Thoughts on Fanny Howe’s Nod

Waves Breaking against the Wind c.1840 Joseph Mallord William Turner 1775-1851 Accepted by the nation as part of the Turner Bequest 1856 http://www.tate.org.uk/art/work/N02881

Still five days remaining, but Fanny Howe’s Nod might be a place to rest for the year. Maybe some poetry or philosophy to conclude. Some big books this year, Middlemarch, Schmidt’s The Novel, Anthony Rudolf’s Silent Conversations; each absorbed over a month. But it feels good to have read fewer books, to have read better and reflected more.
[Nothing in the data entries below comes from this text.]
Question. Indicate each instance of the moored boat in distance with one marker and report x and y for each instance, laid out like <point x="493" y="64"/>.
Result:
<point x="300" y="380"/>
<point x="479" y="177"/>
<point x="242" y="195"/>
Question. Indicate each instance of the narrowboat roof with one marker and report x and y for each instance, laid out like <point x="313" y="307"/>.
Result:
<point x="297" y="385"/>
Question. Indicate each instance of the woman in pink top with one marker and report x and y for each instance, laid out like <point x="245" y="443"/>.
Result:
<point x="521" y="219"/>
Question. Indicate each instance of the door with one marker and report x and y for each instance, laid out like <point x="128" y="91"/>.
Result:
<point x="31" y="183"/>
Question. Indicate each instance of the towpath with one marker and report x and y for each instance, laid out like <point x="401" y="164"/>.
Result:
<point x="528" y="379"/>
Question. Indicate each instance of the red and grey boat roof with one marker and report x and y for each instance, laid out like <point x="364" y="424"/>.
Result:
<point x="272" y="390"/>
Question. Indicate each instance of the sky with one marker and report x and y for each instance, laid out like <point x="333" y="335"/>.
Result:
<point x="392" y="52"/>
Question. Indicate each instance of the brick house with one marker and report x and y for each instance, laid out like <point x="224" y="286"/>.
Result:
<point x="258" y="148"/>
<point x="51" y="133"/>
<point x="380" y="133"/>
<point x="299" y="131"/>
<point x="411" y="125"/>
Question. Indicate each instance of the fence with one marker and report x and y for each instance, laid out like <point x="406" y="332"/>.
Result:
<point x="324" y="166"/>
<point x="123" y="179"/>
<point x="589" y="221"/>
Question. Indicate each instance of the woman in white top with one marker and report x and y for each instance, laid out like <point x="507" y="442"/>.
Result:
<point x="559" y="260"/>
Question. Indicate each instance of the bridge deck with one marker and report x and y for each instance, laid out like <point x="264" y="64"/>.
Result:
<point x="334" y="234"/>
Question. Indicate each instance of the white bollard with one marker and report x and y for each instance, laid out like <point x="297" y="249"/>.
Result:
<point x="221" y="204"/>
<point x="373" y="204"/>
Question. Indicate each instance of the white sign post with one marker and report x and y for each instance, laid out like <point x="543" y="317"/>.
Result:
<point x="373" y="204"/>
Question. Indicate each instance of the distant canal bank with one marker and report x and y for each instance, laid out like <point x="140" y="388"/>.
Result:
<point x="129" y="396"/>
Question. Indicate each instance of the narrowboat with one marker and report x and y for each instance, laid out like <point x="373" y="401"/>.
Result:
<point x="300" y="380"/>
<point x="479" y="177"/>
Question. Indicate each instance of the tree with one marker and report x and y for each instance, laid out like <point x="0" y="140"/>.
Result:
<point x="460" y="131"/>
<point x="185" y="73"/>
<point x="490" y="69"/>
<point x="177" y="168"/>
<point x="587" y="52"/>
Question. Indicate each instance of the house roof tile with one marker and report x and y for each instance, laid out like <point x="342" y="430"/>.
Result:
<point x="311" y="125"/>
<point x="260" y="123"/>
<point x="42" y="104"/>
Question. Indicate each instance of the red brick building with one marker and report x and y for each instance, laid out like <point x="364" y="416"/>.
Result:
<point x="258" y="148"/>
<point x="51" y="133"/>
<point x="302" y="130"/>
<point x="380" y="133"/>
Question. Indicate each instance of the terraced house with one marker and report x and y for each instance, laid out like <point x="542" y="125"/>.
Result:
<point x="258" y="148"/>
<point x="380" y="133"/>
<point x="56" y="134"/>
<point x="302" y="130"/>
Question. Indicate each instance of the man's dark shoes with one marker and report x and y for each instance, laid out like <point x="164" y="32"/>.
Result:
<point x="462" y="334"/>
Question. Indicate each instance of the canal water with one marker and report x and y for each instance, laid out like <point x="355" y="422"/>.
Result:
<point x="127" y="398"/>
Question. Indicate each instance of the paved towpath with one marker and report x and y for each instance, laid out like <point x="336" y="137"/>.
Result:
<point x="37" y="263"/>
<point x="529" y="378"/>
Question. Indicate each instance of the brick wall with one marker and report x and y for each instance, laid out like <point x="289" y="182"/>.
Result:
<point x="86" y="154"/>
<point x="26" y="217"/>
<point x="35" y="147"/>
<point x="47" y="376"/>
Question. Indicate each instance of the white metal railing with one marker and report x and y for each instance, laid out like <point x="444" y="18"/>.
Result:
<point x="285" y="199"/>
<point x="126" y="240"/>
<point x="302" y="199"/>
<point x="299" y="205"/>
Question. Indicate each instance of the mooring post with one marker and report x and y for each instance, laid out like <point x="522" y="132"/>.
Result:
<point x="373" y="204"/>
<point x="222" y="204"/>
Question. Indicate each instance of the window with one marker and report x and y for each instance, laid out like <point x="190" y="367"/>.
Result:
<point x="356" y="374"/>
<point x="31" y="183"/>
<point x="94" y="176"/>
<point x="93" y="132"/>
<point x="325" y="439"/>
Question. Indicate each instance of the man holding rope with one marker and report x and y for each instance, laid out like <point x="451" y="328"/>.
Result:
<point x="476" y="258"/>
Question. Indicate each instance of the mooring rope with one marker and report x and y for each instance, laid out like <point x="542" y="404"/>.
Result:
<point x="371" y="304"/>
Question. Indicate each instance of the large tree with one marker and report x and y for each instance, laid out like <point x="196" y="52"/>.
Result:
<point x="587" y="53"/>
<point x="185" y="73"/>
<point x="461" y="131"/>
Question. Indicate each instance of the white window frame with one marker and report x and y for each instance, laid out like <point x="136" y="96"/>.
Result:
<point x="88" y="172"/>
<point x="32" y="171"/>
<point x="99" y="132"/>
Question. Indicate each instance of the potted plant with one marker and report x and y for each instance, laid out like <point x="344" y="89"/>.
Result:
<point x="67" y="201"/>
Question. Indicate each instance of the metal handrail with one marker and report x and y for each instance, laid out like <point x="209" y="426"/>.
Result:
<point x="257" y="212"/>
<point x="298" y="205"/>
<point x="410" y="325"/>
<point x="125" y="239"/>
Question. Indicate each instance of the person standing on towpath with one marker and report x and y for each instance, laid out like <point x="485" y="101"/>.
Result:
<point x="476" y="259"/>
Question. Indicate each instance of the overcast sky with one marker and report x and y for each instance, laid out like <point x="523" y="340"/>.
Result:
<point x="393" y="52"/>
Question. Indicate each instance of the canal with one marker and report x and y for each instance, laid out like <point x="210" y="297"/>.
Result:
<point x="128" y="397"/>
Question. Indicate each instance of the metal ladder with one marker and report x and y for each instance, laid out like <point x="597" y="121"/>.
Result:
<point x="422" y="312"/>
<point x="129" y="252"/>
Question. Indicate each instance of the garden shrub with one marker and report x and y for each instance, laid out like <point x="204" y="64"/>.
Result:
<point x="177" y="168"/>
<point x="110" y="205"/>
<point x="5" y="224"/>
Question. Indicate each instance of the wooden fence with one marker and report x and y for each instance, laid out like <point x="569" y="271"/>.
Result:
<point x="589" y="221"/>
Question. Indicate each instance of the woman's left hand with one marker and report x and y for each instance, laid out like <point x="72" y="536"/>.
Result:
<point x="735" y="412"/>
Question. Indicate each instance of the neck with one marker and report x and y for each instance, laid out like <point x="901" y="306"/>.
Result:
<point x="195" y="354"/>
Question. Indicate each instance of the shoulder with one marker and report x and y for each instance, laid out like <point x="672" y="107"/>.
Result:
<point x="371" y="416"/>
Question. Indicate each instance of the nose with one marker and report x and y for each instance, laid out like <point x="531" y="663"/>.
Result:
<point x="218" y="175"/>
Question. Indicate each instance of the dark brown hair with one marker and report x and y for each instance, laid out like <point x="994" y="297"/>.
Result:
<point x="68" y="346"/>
So pleased to have discovered Fanny Howe and Nod is a little special. Perhaps I’ll spend the remainder of the year reading it again. A third reading. I like to finish an extraordinary  book and reread it immediately, without the tension of reading for discovery, just for immersion in its depths. There is plenty of water in Nod, the sea one of its small cast of characters. There is also annihilating human cruelty, more intense than the story’s despair, deliberate cruelty of the sort that often only occurs within the protection of unconditional love, malignant cruelty that destroys self-love.

Yet Nod is not hope-less. It lacks the unredeemed and desperate cruelty of Ágota Kristóf’s trilogy, stories of such saturated excess it took years to almost forget. Nod‘s characters are not diabolical, merely human. Howe allows us to glimpse the rationale, to grasp the ethics, the desire that underpins the cruelty. For this is also a story steeped through with desire and longing, human loneliness taken to an almost infinite degree.

There is great subtlety in Howe’s work, whether in Nod or in the essays of The Winter Sun and The Needle’s Eye. Her roots as a poet are evident in the attentive, meticulous prose. I want to read everything.